Data Engineers are responsible for extracting data from disparate sources into a centralised storage location, as well as incrementally and progressively improving the quality of the data, as it moves through each layer of the data platform.

Their responsibilities often include:

Designing, building and maintaining data pipelines, which manage data flow from source to storage to consumer tools
Transforming raw data to clean reliable data
Ensuring the quality and integrity of data

Data Engineers are faced with a number of challenges, such as:

Complex data ingestion methods
Supporting key engineering principles, such as:
- Agile
- CI/CD
- Version Control
- Isolating the development, test and production environments
Managing third-party orchestration tools

Databricks

Databricks is a centralised, managed platform for data. In a typical Databricks architecture, data is ingested from a variety of sources to a storage system. It is then processed, cleaned and made-ready for consumers. The process is orchestrated and includes governance and security.

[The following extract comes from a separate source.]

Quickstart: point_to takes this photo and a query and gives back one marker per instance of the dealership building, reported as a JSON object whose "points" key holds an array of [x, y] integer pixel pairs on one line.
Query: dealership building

There are four key product lines in the Databricks offering:

1. Lakeflow

Lakeflow handles the Extract, Transform, Load process (ETL) and is likely the most important product for Data Engineers within the Databricks platform. It consists of three components:

Lakeflow Connect

Connect provisions connectors for ingesting data from a variety of data sources, such as applications, databases and cloud. There are three core features:

Manual File Upload

This feature allows for the upload of a file from a users local file system, directly to Databricks. Databricks supports all file types, structured, semi-structured and unstructured, when uploaded to a Volume, which represents a logical space for storage in a cloud object storage location. Volumes are intended for path based data access to the file only. For tabular data, a data table is preferred. The following file types can be manually uploaded to a data table:

CSV
TSV
JSON
Avro
Parquet
TXT

Standard connectors

This feature is used to ingest data from remote sources, such as object storage or message queues, among others.

Managed connectors

This feature is used to ingest data from enterprise sources such as Software as a Service (SaaS) or Databases, among others. Managed connectors leverage incremental read/writes and are fast, scalable and cost-effective.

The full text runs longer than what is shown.